On the Potential of Large Language Models in ECG-based AFib and Sinus Rhythm Detection and Justification

Authors

  • Maria Slim Maroun Semaan Faculty of Engineering and Architecture, American University of Beirut
  • Chaymaa Abbas Maroun Semaan Faculty of Engineering and Architecture, American University of Beirut
  • Jad Assi Medical School, American University of Beirut
  • Hussein El Jebbawi Medical School, American University of Beirut
  • Alaaeddine El Ghazawi Medical School, American University of Beirut
  • Mariette Awad Maroun Semaan Faculty of Engineering and Architecture, American University of Beirut
  • Fatme Charafeddine Medical School, American University of Beirut
  • Marwan Refaat Medical School, American University of Beirut
  • Fouad Zouein Medical School, American University of Beirut

DOI:

https://doi.org/10.1609/aaaiss.v6i1.36071

Abstract

Atrial fibrillation (AFib) is a common arrhythmia that is associated with increased stroke and mortality risk.

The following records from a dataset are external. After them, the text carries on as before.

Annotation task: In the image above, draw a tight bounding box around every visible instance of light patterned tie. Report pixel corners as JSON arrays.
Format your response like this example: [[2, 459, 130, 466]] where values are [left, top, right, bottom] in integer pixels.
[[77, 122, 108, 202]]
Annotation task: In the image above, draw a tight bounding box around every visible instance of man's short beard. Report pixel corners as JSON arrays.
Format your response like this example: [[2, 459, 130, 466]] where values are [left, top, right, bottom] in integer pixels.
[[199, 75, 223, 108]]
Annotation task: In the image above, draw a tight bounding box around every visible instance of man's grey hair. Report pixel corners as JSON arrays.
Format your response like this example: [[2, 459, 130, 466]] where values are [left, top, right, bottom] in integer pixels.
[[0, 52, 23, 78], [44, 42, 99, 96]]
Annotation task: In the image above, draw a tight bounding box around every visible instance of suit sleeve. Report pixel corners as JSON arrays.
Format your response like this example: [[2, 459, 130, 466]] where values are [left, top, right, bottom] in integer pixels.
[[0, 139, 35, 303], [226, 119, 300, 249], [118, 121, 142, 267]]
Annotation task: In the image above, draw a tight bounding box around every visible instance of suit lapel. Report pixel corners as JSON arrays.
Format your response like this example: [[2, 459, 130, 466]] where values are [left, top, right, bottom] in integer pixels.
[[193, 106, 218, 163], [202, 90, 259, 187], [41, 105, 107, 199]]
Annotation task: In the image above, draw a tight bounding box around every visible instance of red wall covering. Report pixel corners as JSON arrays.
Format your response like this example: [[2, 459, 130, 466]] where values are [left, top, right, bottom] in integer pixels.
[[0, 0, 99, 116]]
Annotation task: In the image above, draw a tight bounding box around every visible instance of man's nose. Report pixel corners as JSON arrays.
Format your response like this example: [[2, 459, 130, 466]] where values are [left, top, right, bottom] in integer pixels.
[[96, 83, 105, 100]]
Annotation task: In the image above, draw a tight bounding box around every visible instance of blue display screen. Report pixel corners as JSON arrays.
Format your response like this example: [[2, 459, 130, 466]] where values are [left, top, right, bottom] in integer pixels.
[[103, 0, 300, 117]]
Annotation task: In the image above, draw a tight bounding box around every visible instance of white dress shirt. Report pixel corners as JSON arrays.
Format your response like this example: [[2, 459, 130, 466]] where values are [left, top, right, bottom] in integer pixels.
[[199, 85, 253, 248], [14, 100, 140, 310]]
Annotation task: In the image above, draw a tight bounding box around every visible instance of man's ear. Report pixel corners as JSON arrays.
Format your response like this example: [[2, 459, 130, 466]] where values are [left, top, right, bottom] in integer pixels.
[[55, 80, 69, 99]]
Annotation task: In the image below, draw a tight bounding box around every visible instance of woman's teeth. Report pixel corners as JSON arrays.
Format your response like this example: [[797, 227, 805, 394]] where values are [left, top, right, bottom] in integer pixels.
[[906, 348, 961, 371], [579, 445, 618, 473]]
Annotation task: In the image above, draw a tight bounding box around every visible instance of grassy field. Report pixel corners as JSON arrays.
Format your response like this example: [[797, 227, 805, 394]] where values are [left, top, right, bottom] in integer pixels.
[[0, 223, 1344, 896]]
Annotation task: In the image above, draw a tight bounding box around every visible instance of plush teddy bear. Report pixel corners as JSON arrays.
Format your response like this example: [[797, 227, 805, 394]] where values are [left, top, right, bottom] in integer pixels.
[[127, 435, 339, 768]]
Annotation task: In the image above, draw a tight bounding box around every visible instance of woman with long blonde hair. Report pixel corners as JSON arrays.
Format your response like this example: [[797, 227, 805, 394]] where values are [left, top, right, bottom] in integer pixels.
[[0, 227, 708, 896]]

It requires early and accurate detection for improved patient healthcare support. This study explores the application of vision-enabled large language models (LLMs)—specifically Llama-3.2-11B-Vision-Instruct and Qwen2-VL-7B-Instruct —for AFib and sinus rhythm detection using ECG images. We designed structured prompts to simulate clinical reasoning, evaluate rhythm features, and elicit model confidence. Models were tested on a curated PTB-XL subset under both full 12-lead and dual-lead (Lead II + V1) configurations. Results show that while Llama achieves higher diagnostic accuracy, especially with Chain-of-Thought prompting (up to 97% for AFib), both models struggle with consistent feature-level interpretation, particularly for sinus rhythm. Our findings underscore both the promise and current limitations of LLMs in ECG-based diagnosis. Bridging the gap between AI-generated outputs and clinical standards will require fine-tuning on ECG-specific data, robust prompting strategies, and hybrid approaches that integrate signal-level reasoning for improved interpretability and reliability in real-world settings.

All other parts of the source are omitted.